6. Whether or not Recipient and Orbital enter into or continue a business relationship, the covenants pertaining to confidentiality, nondisclosure and non-use in this Agreement shall nevertheless remain in full force, unless and until Orbital specifically agrees in writing to release all or part of the Confidential Information from the confidential restrictions imposed by this Agreement.
7. Either Party may terminate this Agreement by providing thirty (30) days’ prior written notice to the other Party. The Recipient’s duty to protect Confidential Information expires ten (10) years from the effective date of termination of this Agreement.
8. Each Party represents and warrants that it has the right to share the Confidential Information with the other Party.

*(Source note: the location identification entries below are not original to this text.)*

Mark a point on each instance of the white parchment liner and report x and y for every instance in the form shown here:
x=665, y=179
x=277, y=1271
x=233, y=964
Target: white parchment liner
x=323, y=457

9. This Agreement imposes no obligation on either Party to proceed with any business transaction.
10. Neither Party acquires any intellectual property rights under this Agreement except the limited rights necessary to use the Confidential Information for the Purpose.
11. This Agreement does not create any joint venture, agency or partnership relationship between Parties. This Agreement is not assignable or transferable by either Party without the prior written consent of the other Party.
12. Neither Party may make any public statement in any form or medium, including all social media, regarding (a) the Purpose, (b) the existence of this Agreement or any of the terms or conditions set forth herein, or (c) any meeting, discussion, conversation or other correspondence (including via email) between the Parties or any of their respective affiliates.
13. This Agreement is the Parties’ entire agreement with respect to the subject matter hereof, superseding any prior or contemporaneous agreements between the Parties. Accordingly, in the event an affiliate of Orbital has entered into a non-disclosure agreement with Company on behalf of itself and Orbital, this Agreement shall govern the Parties’ rights and obligations with respect to any information exchanged between the Parties in connection with the Purpose. The Parties may execute this Agreement electronically and in counterparts, which taken together will constitute one instrument. Failure to enforce any of provisions of this Agreement will not constitute a waiver by either Party.
14. This Agreement is governed by the laws of the State of California, excluding its conflict-of-laws principles. The exclusive venue for any dispute relating to this Agreement shall be Los Angeles County, California. The failure of either Party to enforce any term or condition of this Agreement shall not be deemed a waiver of any other term or condition of this Agreement.